# Replaced my Vinyl Decals



## Jezport (Jun 19, 2008)

The front decals on my van were looking a bit worse for wear, the edges were a bit tatty and they really let my van down.

Although I can apply vinyl pretty well the top sheet of grey was a bit big for me to take on so I decided to let the experts take the job on.

I removed all the old vinyl, which was a major job as it all broke up while removing it. It then left all the glue behind. Getting it all off took about 4 hours work. I then polished the surface and left the rest to the experts.

Here are a few photos, I am very happy with the results.


----------



## Jezport (Jun 19, 2008)

More Photos


----------



## GROUNDHOG (Mar 7, 2006)

Looks great, well done


----------



## Penquin (Oct 15, 2007)

Looks good, if I did it there would probably be a distinct slant to the whole thing.......  

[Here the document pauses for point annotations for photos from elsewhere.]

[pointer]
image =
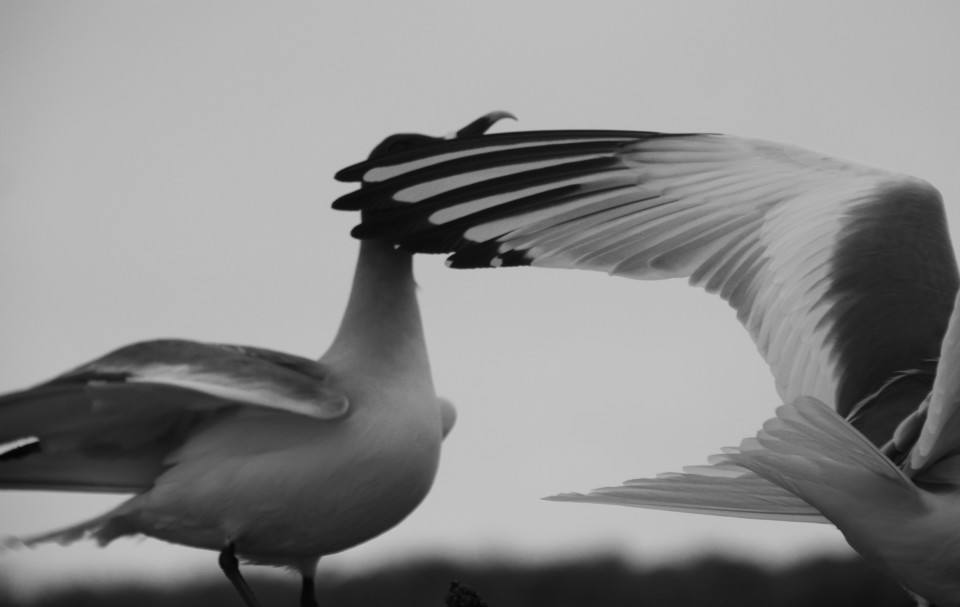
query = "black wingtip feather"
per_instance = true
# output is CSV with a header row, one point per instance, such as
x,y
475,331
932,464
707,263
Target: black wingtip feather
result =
x,y
487,255
21,451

I did remove the decals off an ex-999 ambulance once so we could redo it for St John Ambulance, the removal took a fair while even with a hot air gun, but I whimped out of replacing them and left it to a professional who only took 3 hours to do the lot superbly.....

Dave


----------



## Jezport (Jun 19, 2008)

Yes, go off a millimetre at the start and at the end of a long run it will look terrible.


----------



## eurajohn (May 9, 2005)

Superb job, how did they duplicate the originals.?

Was it horrifically expensive?

Can you give the detail of the company that did them for you please?


----------



## Jezport (Jun 19, 2008)

Yes, go off a millimetre at the start and at the end of a long run it will look terrible.


----------



## Jezport (Jun 19, 2008)

eurajohn said:


> Superb job, how did they duplicate the originals.?
> 
> Was it horrificall expensive?
> 
> Can you give the detail of the company that did them for you please?


He copied and took the measurements. At the moment his website is down but if you pm me your phone number I will tell him to call you.

My job was quite a complicated one as it was large and took over a days work with designing making and applying. The cost was £150.

Replacing standard logos and smaller jobs would have been a lot cheaper.


----------



## orange22 (Mar 7, 2009)

Can you post the website so I can look later


----------



## Jezport (Jun 19, 2008)

I can but I dont want to upset anyone by advertising. His website is down and he doesn't know when it will be fixed. I can give anyone his phone number by PM or I can send him your phone number.


----------



## eurajohn (May 9, 2005)

Personally I don't think that outrageously expensive, especially for what from the pictures appear to be a superb result.
I'd hoped he had access to templates but from what you say he duplicates what you have.
I cannot see why anyone should object to you posting his detail (subject to him being OK about it)


----------



## Jezport (Jun 19, 2008)

I have told him he needs to get his website sorted but it doesn't sound like it will be repaired soon as he is relying on a Freund who is doing it. Meanwhile if anyone wants his phone number I will send it by PM.


----------



## Pudsey_Bear (Sep 25, 2008)

There shouldn't be any problem in posting his details is only a recommendation, everyone else seems to post details of good service.

Was it a Leeds outfit on Stanningley road, they have a good rep, Teal signs I think it's called, they do most of the courier vans in Leeds.

No connection to above company.


----------



## Jezport (Jun 19, 2008)

He trades as malis designs but s I have said he doesn't have a working website.


----------



## peejay (May 10, 2005)

Great job, thanks for the piccies.

Maybe having a few of mine done in the future, good to see what can be achieved.

Pete


----------



## listerdiesel (Aug 3, 2012)

https://www.facebook.com/pages/Malis-Designs/553791634651540

Picture of a certain motorhome in there as well.....

Contact details and address are there in small print.

Peter


----------



## Jezport (Jun 19, 2008)

He did mention that he had taken photos.


----------



## Pudsey_Bear (Sep 25, 2008)

He seems to be well into it, a good gallery of work done.


----------